The ICRC back on the Ides of March released a short report concluding that the current situation for civilians in Afghanistan is “untenable.” Increased violence has meant less access to healthcare, or the need for the Red Cross to work through its partner the Red Crescent or through other local facilities to reach people.

The problems range from direct war injuries to burned or closed health clinics, dead livestock, or the lack of transportation to get to a clinic. The ICRC provides not only medical care, but also urban and rural water projects in cooperation with local water boards. They install pumps or plumbing. The ICRC is not exactly the easy answer to “Where do you give money to actually reconstruct Afghanistan?” Its projects are small and it prefers to receive donations into its general global fund without earmarks. But the ICRC seems like a far more likely way to see your money put to good use than, say, paying your U.S. taxes.

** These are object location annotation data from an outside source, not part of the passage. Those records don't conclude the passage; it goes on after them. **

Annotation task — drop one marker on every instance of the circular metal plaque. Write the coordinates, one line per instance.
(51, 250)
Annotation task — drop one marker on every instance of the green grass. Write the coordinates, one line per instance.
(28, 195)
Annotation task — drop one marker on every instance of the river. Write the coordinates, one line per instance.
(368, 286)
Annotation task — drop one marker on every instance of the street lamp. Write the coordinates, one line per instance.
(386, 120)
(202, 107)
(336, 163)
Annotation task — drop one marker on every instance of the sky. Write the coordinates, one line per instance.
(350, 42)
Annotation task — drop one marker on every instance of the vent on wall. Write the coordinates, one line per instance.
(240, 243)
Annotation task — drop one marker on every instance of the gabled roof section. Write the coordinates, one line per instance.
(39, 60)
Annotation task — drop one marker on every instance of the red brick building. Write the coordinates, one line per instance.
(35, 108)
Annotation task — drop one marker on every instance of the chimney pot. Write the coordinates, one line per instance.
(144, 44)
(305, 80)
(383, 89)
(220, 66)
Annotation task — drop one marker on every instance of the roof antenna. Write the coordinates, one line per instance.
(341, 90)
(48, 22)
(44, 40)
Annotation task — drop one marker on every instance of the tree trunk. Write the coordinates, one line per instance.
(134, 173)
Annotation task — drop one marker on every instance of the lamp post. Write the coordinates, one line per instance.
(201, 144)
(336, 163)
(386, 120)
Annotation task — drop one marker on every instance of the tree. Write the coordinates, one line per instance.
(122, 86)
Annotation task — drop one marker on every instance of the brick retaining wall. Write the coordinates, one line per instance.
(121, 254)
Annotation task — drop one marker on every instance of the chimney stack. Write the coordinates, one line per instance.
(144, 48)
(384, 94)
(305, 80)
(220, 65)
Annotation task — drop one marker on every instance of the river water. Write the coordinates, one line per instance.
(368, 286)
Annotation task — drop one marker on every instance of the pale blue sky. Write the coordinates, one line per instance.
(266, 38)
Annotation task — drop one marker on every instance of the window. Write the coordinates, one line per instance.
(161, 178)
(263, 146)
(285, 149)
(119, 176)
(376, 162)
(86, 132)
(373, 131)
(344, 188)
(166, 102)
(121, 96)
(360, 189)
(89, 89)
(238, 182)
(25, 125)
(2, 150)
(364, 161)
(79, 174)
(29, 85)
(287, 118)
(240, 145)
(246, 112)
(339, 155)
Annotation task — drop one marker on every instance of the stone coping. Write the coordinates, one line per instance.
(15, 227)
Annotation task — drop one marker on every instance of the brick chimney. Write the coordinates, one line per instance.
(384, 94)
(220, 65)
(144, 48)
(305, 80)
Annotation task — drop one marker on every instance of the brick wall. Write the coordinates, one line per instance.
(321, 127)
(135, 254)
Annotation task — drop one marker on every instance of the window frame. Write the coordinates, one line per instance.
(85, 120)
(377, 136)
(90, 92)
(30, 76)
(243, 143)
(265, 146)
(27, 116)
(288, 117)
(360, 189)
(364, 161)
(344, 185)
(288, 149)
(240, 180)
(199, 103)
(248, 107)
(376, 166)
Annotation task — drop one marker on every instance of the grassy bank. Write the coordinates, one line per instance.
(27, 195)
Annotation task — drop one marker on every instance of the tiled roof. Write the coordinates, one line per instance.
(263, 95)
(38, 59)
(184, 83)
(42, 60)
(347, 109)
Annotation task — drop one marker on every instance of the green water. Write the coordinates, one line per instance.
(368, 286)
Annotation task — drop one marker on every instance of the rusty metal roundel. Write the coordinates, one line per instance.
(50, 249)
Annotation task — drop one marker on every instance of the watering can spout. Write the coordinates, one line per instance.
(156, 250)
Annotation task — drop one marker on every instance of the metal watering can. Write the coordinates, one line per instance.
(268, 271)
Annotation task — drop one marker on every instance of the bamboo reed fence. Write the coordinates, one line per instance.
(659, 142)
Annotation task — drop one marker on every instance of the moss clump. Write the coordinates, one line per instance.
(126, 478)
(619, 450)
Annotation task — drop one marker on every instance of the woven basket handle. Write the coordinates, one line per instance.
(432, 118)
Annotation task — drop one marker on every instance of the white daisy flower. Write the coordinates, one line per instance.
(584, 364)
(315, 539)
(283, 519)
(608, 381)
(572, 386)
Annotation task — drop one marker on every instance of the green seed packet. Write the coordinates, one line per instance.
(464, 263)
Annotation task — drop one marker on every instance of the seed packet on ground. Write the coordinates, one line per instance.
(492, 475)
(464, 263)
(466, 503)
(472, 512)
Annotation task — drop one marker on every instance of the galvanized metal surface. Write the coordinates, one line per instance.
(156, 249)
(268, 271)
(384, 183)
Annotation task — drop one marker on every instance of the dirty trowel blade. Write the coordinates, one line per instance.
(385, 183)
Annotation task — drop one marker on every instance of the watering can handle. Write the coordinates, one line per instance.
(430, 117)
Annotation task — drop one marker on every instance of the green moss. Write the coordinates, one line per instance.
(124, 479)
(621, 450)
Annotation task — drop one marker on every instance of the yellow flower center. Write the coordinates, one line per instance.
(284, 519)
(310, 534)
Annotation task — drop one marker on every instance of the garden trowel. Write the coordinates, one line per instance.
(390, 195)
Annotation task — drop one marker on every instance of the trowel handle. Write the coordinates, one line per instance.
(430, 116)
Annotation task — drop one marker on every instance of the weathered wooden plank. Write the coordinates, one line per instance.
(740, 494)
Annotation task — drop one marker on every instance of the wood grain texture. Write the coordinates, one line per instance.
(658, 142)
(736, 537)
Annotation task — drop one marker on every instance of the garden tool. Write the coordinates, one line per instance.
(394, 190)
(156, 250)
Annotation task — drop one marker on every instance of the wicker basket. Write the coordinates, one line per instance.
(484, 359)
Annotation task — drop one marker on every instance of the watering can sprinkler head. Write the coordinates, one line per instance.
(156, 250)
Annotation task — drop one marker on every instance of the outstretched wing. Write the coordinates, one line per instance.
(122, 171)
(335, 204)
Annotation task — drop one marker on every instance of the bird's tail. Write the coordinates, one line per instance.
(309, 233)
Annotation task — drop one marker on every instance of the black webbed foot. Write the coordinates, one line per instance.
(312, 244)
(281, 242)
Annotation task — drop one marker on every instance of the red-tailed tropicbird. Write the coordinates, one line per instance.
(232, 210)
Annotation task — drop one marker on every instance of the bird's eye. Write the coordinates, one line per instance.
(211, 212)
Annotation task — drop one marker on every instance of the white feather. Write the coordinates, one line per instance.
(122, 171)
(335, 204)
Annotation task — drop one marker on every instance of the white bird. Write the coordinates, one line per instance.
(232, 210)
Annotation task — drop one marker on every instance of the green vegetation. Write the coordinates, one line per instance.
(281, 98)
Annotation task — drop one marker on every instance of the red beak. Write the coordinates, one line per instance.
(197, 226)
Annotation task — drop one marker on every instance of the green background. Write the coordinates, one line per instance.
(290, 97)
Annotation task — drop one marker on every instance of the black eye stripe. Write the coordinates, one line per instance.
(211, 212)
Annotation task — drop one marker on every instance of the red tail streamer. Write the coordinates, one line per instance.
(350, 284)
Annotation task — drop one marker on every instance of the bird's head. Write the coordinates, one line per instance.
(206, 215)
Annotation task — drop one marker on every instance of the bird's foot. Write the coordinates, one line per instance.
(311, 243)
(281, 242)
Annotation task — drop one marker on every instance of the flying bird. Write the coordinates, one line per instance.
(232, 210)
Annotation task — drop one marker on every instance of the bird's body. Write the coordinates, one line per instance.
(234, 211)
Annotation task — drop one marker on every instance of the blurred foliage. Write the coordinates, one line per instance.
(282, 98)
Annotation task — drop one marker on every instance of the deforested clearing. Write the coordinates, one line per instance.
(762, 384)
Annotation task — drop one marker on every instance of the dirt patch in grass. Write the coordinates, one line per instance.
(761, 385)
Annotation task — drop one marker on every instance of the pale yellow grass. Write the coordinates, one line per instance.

I spoke with Bart De Poorter, the ICRC’s Health Coordinator for Afghanistan. He said the situation is better than it was in the 1990s but worsening in recent years — the years in fact (my words, not his) since the United States elected a Nobel Peace Prize winner president. In 2007 there were 1,000 cases of measles, for example, and in 2010 there were 6,000. This could mean that vaccination coverage is decreasing. Deliveries of babies in a hospital in Kandahar have doubled in the last six months, possibly because delivery facilities are not available elsewhere. At this point, some 60 percent have access to healthcare within 2 hours of them, but that could drop and more epidemics arise.

War injuries go up in the warm months and down in the cold, but the injuries in the warm months of 2010 were double those in 2009. The worst areas for war casualties are in a line along the southern part of the country, and in a line running straight north from Kabul. The south has the worst of it, the result of the escalations ordered by Obama.